Restraints of trade are provisions in employment agreements which restrict the way in which an employee can act after their employment ends. 

Four important aspects about restraints of trade are:

  1. Initially they are void and unlawful because restraints are contrary to public policy;
  2. A restraint must protect some legitimate proprietary interest;
  3. The scope of its limits must not be unduly restrictive; and
  4. A restraint will not be enforced merely to protect the employer from competition by a former employee.

Primarily, restraints of trade are unlawful, but they can be upheld if they are reasonable and no wider than necessary to protect the former employer’s proprietary interest. Recently is has become common for employers to seek the enforcement of restraints of trade.  The onus of the establishing whether restraint of trade provision is reasonable and enforceable is on an employer who is seeking to enforce the restraint.

In the employment court case of Transpacific Industries Group (NZ) Limited v Harris [2013] NZEmpC 97 a restraint of trade clause which prevented the employees from working for a competitor for three months after the termination of their employment was held to be unenforceable. The two employees involved were business development managers. Mr Green had management responsibilities for securing large business accounts and Mr Harris had responsibilities for securing new customers among small sized businesses. The restraints included prohibitions against working for a competitor, dealing with customers, soliciting employees and disclosing confidential information.

The non-competition clause in the employment agreement stated that the services performed may be of special, unique, unusual, extraordinary and intellectual character.  The agreement also provided that the employee appreciated that the employer may suffer serious injury if the employee took the knowledge and skills acquired during the employment and applied them for the benefit of a competitor.
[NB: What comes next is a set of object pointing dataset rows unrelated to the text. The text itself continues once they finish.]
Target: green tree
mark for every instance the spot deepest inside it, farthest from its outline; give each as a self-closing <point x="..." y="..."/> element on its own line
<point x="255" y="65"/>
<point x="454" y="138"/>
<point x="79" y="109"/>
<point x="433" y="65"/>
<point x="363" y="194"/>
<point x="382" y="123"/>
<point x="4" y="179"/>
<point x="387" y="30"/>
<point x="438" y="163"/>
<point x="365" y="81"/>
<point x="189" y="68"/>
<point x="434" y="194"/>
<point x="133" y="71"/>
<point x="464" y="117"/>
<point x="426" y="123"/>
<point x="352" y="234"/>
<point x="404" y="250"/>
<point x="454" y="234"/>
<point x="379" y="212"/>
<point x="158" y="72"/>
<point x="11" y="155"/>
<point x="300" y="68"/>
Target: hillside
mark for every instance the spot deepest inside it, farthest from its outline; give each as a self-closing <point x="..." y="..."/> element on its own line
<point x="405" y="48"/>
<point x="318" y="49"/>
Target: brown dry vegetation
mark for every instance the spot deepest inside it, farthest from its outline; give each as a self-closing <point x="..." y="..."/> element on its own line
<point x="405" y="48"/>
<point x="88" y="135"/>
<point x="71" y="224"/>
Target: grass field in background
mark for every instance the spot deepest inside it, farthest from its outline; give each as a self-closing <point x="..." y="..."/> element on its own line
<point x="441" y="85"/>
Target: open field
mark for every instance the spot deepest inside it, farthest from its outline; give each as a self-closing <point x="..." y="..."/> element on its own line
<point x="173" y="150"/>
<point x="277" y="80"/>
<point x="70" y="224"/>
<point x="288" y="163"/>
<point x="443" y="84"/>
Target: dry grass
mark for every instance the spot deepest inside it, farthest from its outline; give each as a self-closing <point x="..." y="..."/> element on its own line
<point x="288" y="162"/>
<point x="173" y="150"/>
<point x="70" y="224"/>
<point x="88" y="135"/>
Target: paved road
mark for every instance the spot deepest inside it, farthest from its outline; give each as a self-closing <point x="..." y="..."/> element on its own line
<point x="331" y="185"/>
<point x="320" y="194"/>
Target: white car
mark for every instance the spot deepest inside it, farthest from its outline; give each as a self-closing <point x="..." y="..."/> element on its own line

The court found that the restraint was far too wide to be enforceable as the relevant clause tried to prevent the employees from using their skills they had obtained over time in their employment.  The Court considered the restraint unenforceable unless it could be modified.

Although the proprietary interest of confidential information can justify restraint, a restraint cannot be used to simply to deny a competitor a valued employee.

Thus, the court held that if it modified the restraint, the clause would transform to one substantially different from the expressed reason for the restraint.  Although the court accepted that both employees had access to confidential information, and that this was a legitimate proprietary interest to be protected, however, once the existence of a legitimate proprietary interest had been established, the restraint must be shown to be no wider than is reasonably necessary to protect that interest.

The case shows that employers must carefully identify the reason for the inclusion of the restraint in an employment agreement. The restraint cannot simply prevent employees from using their skills and general knowledge in their future employment. 

Accordingly, it is important that extra care is taken when drafting restraints of trade to ensure the clauses specifically address what proprietary interest the employer wants to protect. The use of generic restraint clauses should be avoided.